I am an reporter for Bloomberg News / Bloomberg BusinessWeek and I am working on a story looking again at Ireland's financial troubles and rise and fall of the banking system, this time through the arc of Michael Fingleton's career at Irish Nationwide. 

I am coming back to this story because of the huge increase in funds the government said on Sept. 30 it would now have to set aside to prop up the Irish banking system, including a doubling to 5.4 billion euros of the capital needed by Irish Nationwide.

Although he is famous/infamous in Ireland, Fingleton is little known outside of it and it seems to me (as an outsider) that the extent to which he transformed a sleepy little building society into a rapidly expanding commercial lender best mirrors Ireland's economic gains in the 90s and then shift into property speculation this past decade, ending of course with the crash you are now living through.

I would very much like to speak with members or former members of Irish Nationwide, particularly people who have met with Michael Fingleton in order to be able to present an accurate profile of what he is really like, the way he dealt with members (buth supporters and peopel who may have opposed him) and the way in which Irish Nationwide was run.

Please e-mail me at akatz5@bloomberg.net if you were a member or knew Michael Fingleton in some other way and would be willing to tell your story.

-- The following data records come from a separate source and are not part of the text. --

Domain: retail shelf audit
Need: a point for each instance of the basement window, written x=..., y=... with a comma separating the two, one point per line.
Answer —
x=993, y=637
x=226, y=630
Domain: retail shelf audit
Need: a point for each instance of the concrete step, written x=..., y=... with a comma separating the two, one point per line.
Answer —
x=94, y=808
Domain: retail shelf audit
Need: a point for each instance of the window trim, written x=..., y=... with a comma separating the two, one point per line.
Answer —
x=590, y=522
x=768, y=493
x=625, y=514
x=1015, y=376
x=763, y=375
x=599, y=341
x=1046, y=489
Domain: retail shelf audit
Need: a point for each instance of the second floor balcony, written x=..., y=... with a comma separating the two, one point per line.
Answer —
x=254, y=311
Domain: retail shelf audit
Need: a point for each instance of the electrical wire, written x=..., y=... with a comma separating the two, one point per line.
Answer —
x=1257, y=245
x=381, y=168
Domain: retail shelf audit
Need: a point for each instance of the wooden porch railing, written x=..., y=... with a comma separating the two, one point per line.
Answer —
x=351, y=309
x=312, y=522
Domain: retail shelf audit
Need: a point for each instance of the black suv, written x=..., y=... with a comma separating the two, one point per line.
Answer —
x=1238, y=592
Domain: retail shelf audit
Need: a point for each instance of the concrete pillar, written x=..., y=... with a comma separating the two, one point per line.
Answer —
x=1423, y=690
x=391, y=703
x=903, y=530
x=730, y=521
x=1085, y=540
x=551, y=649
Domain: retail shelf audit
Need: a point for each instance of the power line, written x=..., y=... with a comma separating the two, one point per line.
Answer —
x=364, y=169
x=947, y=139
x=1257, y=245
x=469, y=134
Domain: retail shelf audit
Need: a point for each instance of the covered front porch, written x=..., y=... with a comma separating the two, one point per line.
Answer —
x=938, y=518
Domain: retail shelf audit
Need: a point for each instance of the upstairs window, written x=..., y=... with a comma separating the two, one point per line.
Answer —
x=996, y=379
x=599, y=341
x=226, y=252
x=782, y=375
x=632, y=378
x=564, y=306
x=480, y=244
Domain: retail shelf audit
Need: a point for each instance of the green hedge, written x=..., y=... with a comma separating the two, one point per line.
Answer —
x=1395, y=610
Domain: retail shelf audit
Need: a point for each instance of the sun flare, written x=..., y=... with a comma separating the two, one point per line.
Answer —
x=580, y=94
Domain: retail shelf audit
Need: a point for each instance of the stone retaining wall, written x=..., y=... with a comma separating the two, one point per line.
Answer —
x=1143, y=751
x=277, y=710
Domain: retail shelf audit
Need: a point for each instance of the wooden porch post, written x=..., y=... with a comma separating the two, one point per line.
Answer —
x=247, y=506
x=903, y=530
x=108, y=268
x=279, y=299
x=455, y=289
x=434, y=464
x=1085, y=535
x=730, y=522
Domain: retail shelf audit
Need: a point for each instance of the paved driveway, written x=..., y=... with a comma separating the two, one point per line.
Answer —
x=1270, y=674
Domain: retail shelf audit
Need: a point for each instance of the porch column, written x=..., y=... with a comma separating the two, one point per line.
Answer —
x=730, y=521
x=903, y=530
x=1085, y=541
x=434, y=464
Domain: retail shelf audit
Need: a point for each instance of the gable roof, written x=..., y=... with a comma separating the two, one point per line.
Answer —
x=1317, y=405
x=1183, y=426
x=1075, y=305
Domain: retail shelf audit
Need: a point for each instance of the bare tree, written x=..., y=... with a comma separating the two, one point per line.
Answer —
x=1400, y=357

Thank you very much and best regards,
Alan Katz
Bloomberg News
tel: +331.5365.5007


----------



## Sunny (8 Oct 2010)

Brendan, I think you are the man for this.


----------



## csirl (8 Oct 2010)

You should talk to Senator Shane Ross - writes a column for the Sunday Independent newspaper. He's done a lot of backround research into Nationwide and knows most of the characters involved.


----------



## alankatz (8 Oct 2010)

I read Ross's book "The bankers". didn't realize he was a politician. Will try him, thanks (still also looking for members/former members too!)


----------